Star rating: ***

"This is summer?" David Crosby is feeling the cold. Sporting more layers than Liam Gallagher in an Arctic nightclub, one might worry about his welfare on this fortieth anniversary tour with the hippy era's very first super-group. Stephen Stills similarly dons an anorak, and only emigre Englishman Graham Nash is au fait enough with the climate to get down to shirt-sleeves for two different sets culled from the C, S and N song-book.

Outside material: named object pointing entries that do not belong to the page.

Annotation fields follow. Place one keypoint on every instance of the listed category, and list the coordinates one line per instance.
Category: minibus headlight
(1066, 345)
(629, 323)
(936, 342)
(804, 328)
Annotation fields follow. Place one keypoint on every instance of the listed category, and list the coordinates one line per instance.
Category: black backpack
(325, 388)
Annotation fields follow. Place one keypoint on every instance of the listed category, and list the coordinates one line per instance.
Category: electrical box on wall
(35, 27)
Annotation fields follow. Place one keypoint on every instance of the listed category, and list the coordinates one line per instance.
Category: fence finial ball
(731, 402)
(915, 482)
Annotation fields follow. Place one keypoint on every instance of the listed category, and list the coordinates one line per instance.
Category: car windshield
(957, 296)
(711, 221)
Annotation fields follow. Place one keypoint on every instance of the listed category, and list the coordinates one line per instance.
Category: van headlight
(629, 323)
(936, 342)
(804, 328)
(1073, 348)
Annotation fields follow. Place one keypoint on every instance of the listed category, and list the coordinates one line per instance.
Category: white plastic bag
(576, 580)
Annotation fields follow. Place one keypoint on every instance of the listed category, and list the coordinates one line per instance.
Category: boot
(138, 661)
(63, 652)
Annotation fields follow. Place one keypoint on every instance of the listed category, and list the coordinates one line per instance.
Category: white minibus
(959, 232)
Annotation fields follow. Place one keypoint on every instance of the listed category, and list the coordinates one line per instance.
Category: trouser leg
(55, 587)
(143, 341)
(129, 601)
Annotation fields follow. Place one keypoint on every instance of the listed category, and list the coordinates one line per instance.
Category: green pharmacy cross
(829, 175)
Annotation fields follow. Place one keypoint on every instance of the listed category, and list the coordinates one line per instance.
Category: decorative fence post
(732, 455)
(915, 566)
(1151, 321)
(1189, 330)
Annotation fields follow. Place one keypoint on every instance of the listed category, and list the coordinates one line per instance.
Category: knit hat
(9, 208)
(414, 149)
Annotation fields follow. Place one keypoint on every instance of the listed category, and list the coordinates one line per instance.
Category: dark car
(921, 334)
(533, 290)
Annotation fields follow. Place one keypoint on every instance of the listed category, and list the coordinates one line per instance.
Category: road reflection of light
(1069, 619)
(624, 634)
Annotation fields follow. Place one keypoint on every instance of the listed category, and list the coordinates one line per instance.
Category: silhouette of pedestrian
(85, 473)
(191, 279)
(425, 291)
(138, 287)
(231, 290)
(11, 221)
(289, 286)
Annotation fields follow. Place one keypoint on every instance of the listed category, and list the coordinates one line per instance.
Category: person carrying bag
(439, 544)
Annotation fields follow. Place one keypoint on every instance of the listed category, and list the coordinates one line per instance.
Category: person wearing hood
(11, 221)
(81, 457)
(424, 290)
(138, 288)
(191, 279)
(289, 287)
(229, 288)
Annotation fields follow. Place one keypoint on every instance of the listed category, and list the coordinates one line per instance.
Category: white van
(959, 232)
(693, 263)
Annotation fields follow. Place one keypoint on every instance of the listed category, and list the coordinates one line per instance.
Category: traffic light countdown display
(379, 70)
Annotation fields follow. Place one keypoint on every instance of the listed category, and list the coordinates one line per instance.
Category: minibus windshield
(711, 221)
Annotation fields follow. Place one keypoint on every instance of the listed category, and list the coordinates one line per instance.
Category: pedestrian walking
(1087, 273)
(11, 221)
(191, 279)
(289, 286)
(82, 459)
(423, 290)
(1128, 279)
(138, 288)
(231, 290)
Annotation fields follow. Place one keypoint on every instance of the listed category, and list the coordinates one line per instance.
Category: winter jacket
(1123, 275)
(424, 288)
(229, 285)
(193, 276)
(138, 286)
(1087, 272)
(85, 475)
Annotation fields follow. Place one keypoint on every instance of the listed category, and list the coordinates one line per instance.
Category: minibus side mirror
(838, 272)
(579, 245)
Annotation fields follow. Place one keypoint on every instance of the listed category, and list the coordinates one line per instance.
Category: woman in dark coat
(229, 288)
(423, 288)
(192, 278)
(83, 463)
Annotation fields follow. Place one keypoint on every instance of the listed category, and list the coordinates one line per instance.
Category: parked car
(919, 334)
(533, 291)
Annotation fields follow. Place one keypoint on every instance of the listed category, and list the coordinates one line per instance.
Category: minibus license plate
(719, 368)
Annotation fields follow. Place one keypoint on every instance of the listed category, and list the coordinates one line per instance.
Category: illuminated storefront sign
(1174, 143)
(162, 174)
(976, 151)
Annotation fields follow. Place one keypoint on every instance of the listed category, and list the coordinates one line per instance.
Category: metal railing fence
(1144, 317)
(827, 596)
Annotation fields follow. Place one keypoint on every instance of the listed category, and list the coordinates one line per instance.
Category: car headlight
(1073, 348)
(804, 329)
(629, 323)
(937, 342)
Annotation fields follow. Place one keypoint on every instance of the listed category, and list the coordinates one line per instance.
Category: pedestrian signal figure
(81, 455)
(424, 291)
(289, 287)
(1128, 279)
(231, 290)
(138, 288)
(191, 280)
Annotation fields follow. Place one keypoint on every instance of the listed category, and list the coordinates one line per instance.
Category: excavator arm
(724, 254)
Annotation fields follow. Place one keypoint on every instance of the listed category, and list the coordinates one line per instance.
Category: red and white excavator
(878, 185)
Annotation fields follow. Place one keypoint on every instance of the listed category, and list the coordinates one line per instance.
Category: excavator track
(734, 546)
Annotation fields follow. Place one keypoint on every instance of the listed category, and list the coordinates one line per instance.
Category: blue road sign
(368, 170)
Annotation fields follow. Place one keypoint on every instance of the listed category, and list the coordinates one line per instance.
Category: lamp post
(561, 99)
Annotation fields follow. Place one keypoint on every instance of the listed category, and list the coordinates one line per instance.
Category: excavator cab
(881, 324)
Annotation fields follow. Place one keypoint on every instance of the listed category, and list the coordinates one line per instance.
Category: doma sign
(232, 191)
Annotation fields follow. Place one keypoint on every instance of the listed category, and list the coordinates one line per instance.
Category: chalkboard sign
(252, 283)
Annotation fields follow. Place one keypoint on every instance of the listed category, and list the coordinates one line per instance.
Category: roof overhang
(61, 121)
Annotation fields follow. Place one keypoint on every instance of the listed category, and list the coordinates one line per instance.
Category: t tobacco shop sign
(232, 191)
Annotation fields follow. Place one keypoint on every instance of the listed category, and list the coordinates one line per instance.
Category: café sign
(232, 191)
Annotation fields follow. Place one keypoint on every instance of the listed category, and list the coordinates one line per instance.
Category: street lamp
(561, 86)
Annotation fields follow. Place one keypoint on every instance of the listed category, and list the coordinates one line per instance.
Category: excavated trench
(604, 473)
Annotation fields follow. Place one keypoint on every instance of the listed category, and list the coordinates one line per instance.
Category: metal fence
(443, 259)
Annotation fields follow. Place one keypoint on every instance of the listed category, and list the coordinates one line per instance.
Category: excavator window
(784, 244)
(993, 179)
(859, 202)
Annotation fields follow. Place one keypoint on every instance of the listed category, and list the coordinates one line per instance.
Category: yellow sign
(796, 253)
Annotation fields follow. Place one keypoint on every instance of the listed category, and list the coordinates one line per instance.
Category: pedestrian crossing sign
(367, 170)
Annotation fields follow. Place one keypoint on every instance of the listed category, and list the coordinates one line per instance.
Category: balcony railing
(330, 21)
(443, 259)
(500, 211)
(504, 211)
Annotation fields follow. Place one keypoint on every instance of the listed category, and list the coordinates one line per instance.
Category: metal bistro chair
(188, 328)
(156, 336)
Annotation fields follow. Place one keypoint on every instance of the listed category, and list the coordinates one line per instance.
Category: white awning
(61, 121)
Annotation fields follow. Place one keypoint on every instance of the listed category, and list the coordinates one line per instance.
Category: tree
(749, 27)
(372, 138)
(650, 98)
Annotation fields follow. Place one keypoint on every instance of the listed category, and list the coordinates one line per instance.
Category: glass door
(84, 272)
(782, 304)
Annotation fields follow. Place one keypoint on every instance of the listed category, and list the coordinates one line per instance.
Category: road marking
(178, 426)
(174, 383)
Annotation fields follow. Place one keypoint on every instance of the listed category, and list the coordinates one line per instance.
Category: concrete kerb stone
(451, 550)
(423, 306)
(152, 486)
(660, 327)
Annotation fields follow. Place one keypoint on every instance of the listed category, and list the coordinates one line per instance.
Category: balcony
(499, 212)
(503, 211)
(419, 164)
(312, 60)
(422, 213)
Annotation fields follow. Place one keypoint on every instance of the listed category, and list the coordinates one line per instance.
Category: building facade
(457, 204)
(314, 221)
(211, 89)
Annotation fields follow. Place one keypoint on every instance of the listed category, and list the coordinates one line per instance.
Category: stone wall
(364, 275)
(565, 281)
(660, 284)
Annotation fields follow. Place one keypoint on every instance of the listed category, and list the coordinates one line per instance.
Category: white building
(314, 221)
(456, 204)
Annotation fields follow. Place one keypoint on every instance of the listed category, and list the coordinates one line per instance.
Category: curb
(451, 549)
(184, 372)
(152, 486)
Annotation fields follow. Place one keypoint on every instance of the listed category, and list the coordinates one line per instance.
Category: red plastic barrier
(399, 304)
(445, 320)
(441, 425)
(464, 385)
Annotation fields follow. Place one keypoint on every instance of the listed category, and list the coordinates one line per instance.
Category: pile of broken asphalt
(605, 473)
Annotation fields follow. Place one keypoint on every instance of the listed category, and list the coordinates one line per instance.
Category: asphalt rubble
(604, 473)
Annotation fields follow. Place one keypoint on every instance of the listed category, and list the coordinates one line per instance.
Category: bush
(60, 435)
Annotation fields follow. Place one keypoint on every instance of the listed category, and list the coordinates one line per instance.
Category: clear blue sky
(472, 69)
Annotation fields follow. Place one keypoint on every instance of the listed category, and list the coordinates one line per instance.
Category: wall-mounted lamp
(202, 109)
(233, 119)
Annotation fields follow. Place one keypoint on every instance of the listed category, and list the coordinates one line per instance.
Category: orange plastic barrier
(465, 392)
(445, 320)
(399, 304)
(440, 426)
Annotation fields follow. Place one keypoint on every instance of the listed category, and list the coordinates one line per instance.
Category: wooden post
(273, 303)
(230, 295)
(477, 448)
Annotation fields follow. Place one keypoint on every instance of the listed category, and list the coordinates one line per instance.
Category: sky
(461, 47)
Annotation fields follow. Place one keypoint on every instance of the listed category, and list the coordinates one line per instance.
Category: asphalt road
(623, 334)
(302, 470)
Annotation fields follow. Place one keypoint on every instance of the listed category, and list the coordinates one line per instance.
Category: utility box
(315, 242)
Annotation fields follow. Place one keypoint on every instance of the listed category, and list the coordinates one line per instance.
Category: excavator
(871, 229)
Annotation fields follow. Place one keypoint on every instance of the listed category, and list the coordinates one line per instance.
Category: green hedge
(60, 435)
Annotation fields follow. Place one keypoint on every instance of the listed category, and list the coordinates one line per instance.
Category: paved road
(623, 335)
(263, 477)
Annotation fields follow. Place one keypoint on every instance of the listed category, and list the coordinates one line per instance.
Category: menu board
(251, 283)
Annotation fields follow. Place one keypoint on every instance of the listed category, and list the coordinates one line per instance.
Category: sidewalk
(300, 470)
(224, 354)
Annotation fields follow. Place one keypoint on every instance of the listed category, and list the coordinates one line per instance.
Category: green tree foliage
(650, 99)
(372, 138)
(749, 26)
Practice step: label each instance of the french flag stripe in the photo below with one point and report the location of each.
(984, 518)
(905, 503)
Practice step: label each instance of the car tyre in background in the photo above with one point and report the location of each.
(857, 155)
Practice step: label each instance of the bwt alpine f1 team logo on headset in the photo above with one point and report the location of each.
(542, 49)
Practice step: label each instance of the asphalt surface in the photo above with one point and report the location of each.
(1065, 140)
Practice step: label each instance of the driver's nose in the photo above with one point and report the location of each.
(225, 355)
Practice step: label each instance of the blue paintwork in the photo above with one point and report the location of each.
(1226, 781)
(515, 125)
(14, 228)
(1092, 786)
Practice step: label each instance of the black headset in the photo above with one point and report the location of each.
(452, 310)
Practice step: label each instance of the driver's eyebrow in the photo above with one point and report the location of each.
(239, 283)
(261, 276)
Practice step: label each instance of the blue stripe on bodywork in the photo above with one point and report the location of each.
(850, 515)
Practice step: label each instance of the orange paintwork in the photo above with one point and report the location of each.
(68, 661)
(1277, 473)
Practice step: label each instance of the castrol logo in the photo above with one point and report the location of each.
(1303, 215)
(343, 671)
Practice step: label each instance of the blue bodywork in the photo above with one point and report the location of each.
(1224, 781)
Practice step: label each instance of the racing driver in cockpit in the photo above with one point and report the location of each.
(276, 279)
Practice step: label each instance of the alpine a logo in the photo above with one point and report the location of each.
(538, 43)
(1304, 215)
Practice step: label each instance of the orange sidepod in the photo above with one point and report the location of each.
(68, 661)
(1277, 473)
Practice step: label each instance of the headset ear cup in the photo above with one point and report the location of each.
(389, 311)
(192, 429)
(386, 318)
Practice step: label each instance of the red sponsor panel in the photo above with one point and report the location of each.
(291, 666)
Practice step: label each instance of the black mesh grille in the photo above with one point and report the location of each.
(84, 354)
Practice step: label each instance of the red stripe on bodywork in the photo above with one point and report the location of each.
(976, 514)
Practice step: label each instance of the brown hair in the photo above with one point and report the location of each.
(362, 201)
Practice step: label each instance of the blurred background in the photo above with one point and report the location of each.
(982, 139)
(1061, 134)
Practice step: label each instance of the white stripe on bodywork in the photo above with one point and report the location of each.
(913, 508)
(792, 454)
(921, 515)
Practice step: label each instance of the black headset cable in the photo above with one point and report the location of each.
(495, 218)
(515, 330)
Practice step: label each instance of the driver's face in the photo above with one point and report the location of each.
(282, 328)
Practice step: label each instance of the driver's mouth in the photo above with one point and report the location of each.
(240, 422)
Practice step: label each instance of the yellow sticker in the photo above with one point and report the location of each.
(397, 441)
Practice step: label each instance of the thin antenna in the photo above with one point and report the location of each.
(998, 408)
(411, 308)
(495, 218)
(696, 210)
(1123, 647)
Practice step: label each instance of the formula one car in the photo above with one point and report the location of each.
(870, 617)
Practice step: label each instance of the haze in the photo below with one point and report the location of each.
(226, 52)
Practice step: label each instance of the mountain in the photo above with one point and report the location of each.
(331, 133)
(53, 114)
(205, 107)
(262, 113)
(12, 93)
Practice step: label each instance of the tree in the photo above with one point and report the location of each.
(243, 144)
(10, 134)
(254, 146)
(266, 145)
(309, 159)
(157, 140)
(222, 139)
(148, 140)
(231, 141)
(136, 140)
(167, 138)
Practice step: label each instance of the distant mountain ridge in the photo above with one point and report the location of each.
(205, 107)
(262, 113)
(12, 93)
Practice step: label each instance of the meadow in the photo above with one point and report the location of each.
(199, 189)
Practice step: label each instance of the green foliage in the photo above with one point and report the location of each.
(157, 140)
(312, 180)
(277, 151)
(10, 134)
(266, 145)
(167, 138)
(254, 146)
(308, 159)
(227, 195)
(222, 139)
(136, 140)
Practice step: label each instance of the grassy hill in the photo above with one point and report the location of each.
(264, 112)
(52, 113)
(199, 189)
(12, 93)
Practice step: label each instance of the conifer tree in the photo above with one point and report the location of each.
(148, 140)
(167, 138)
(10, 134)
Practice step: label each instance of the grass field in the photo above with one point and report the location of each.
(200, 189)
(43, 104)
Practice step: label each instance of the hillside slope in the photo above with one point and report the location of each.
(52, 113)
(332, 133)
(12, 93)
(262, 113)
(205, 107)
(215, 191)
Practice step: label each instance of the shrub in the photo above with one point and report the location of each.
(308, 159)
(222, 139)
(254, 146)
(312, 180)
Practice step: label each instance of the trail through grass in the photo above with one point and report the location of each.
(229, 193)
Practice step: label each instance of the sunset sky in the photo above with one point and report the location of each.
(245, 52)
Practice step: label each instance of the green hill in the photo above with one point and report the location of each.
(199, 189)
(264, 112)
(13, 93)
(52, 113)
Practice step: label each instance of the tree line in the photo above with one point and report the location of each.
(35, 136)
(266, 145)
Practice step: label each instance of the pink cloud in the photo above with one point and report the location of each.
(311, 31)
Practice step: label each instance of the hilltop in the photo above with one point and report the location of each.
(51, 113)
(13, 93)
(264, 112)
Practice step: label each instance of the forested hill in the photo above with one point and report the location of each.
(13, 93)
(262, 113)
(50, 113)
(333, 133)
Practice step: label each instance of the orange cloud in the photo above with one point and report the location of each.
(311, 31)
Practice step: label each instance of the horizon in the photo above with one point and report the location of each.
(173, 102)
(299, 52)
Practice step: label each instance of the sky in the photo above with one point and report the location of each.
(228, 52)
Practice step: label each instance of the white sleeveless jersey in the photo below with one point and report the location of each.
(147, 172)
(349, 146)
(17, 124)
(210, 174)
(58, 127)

The first half is a low-key, largely acoustic set delivered by the trio with such bonhomie it's as if they've stumbled on an open mike night. Especially when they rattle through a quartet of covers by 1960s contemporaries, which reveal that the laid-back harmonies are beautifully intact. With Stills concentrating on lead guitar, beyond Crosby's goofball banter, Nash takes charge, his Mancunian resembling the sort of club turn he would've become if he'd stayed in The Hollies. Dedicating Our House to "all the pretty girls in Edinburgh", though, pushes cheese to the limit.

Stills comes into his own in the more uptempo second set, which he leads with blistering guitar solos on Buffalo Springfield's Rock and Roll Woman. Later, the lineage between America and Scotland's west coasts is laid bare on Bluebird, another Stills-led Buffalo Springfield rifferama. By the time he gets to a grizzled take of 1960s protest anthem For What It's Worth, for thousands of baby-boomers in front of him, it sounds like vindication.